Leading Wall Street banks provide a $650 million credit line to Nvidia-backed CoreWeave
Nvidia-backed artificial intelligence firm CoreWeave, which leases processors to other businesses, said on Friday that it has secured a new $650 million credit line to broaden its range of commercial and data center offerings.
The cloud infrastructure startup reported that in the last 18 months, it has raised $12.7 billion from debt and equity investors, including a $1.1 billion round in May at a $19 billion valuation.
CoreWeave aims to have 28 data centers by the end of 2024, both domestically and internationally. These include sites in Austin, Texas, Chicago, Las Vegas, and London. In addition, the company expects to construct 10 more data centers by the year 2025. In the past, CoreWeave has provided graphics processing units, or GPUs, to Microsoft and the French AI firm Mistral.
According to reports as of last year, CoreWeave has contracts in place for $2 billion in revenue by 2024.

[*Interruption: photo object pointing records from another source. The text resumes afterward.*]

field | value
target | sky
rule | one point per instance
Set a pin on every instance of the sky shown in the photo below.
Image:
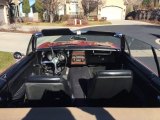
(32, 2)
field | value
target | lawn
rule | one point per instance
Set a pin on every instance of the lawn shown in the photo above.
(6, 60)
(63, 24)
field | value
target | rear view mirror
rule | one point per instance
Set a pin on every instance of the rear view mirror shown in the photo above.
(78, 37)
(18, 55)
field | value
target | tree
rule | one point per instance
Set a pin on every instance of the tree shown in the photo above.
(26, 7)
(147, 3)
(39, 8)
(90, 5)
(52, 6)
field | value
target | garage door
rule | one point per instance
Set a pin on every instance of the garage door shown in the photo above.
(112, 13)
(1, 14)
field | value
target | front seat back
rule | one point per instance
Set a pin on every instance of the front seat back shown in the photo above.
(108, 83)
(37, 85)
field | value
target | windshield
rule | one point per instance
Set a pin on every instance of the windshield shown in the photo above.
(82, 40)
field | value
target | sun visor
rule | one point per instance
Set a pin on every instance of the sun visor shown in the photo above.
(62, 31)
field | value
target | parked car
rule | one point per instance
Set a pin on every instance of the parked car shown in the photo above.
(105, 69)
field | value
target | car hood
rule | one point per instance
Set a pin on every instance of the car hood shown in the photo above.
(77, 43)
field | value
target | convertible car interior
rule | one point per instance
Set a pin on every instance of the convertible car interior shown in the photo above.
(80, 77)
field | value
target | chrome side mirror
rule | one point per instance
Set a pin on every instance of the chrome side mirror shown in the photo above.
(18, 55)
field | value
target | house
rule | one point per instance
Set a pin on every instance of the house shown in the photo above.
(9, 11)
(73, 8)
(113, 10)
(3, 12)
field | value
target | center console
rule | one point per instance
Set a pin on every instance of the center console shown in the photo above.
(78, 58)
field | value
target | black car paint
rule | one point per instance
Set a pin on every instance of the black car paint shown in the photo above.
(151, 80)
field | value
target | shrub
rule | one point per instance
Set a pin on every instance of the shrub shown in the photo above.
(14, 27)
(34, 29)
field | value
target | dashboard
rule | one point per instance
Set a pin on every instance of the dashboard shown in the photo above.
(78, 58)
(55, 61)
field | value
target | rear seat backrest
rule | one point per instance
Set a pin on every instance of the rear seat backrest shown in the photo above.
(109, 83)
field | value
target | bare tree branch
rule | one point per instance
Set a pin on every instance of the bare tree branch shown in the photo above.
(90, 5)
(51, 6)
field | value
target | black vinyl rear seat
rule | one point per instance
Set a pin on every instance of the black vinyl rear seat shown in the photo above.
(108, 83)
(37, 85)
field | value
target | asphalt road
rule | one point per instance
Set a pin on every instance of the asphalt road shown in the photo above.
(146, 33)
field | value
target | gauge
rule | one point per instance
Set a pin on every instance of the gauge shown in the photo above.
(61, 56)
(50, 55)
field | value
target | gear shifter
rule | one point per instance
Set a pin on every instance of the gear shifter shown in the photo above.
(55, 61)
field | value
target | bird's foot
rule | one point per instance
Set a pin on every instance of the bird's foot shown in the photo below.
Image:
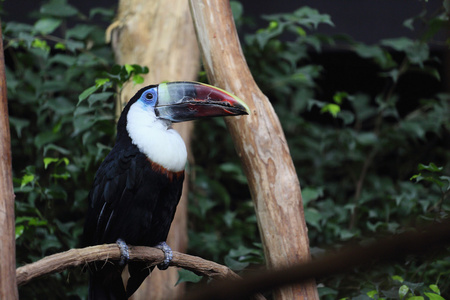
(124, 252)
(168, 255)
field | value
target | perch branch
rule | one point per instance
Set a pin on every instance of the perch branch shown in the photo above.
(75, 257)
(8, 288)
(432, 239)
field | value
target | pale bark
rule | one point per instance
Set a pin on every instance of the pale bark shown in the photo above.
(8, 287)
(260, 143)
(159, 34)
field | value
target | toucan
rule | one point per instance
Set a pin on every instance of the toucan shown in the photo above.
(138, 185)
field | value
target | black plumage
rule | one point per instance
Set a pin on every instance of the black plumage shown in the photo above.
(132, 199)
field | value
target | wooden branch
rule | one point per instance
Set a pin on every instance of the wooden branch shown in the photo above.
(432, 239)
(8, 287)
(260, 143)
(82, 257)
(159, 34)
(75, 257)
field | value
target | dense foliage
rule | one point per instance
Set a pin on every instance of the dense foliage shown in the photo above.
(372, 158)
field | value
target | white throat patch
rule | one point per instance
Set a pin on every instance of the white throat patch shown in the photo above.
(155, 138)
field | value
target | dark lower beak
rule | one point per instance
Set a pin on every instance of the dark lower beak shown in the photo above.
(185, 101)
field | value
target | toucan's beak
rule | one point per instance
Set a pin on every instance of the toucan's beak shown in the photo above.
(185, 101)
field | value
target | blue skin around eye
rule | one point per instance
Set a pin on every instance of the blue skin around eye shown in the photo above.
(151, 101)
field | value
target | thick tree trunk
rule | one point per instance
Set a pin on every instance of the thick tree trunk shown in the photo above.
(261, 144)
(8, 287)
(159, 34)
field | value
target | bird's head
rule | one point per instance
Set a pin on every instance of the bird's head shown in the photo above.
(185, 101)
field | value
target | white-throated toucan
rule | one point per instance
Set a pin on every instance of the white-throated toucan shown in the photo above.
(138, 185)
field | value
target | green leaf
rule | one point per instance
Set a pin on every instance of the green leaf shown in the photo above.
(86, 93)
(372, 293)
(397, 278)
(79, 32)
(434, 296)
(339, 97)
(332, 108)
(26, 178)
(435, 288)
(234, 264)
(399, 44)
(47, 25)
(403, 291)
(128, 68)
(58, 9)
(18, 124)
(19, 230)
(60, 46)
(430, 167)
(48, 161)
(99, 82)
(187, 276)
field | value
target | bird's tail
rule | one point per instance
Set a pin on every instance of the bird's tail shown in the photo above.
(106, 284)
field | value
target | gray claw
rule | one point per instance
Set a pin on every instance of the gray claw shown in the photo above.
(168, 255)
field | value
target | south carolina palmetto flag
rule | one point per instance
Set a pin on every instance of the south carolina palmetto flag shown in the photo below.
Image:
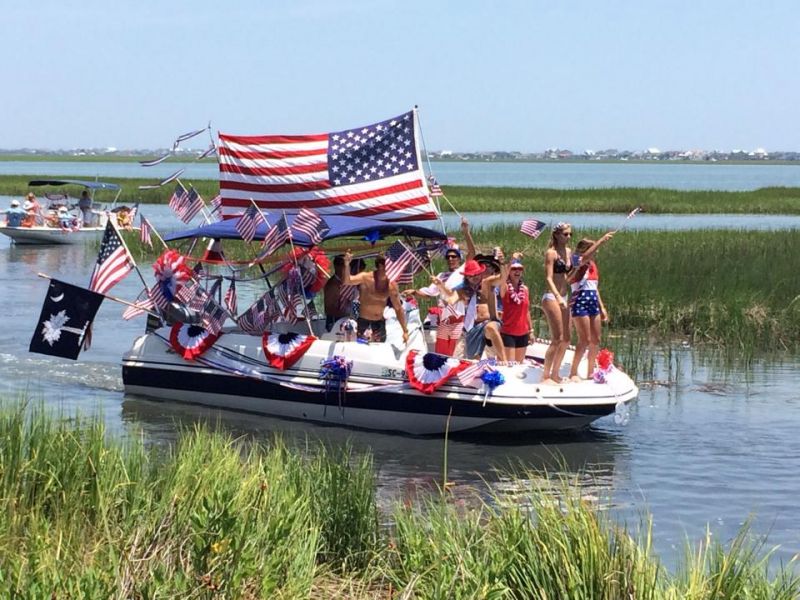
(369, 171)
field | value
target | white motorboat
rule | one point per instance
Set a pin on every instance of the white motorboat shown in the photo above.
(379, 392)
(59, 221)
(234, 374)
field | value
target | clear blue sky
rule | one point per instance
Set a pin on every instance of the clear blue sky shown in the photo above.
(508, 75)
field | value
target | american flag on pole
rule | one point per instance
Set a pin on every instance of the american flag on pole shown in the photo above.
(113, 262)
(277, 236)
(178, 199)
(372, 171)
(192, 205)
(532, 227)
(398, 258)
(247, 223)
(145, 231)
(230, 297)
(139, 308)
(435, 188)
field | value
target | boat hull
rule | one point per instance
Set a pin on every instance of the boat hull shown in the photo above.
(47, 236)
(377, 397)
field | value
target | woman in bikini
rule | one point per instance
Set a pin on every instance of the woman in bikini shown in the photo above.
(557, 265)
(586, 306)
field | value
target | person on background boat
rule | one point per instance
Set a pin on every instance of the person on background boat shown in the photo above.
(449, 317)
(516, 329)
(557, 266)
(34, 210)
(374, 290)
(586, 305)
(85, 206)
(14, 214)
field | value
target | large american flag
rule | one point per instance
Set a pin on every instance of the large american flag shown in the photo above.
(113, 262)
(372, 171)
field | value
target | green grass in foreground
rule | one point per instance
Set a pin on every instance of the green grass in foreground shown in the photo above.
(86, 516)
(773, 200)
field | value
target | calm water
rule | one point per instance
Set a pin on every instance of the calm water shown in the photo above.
(538, 175)
(707, 450)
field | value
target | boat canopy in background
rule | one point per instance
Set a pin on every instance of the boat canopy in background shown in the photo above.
(339, 227)
(373, 171)
(92, 185)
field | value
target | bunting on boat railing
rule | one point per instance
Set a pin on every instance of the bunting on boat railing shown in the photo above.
(282, 350)
(428, 372)
(191, 341)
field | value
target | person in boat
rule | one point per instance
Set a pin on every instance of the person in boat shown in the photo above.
(15, 214)
(557, 267)
(375, 289)
(34, 210)
(481, 325)
(516, 329)
(85, 206)
(338, 298)
(449, 318)
(587, 310)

Building and training AI models is infamously costly and requires hundreds of specialized processors, the most of which are produced by Nvidia at this time. The majority of IT businesses who are major participants in artificial intelligence, if not all of them, spend hundreds of thousands to billions of dollars on Nvidia processors in order to fuel their models. Apart from creating the processors, Nvidia has invested in nascent AI firms such as CoreWeave, partially to guarantee the widespread use of its technology.
The introduction of CoreWeave’s new credit line is a part of a larger trend in which banks are lining up to take a piece of the AI gold rush before several possible IPOs in the sector. One prediction states that the generative AI sector will generate more than $1 trillion in revenue by 2032.
With the $4 billion revolving line of credit it secured last week, OpenAI now has more than $10 billion in total cash. The announcement was made shortly after OpenAI’s most recent fundraising round, which was valued at $157 billion.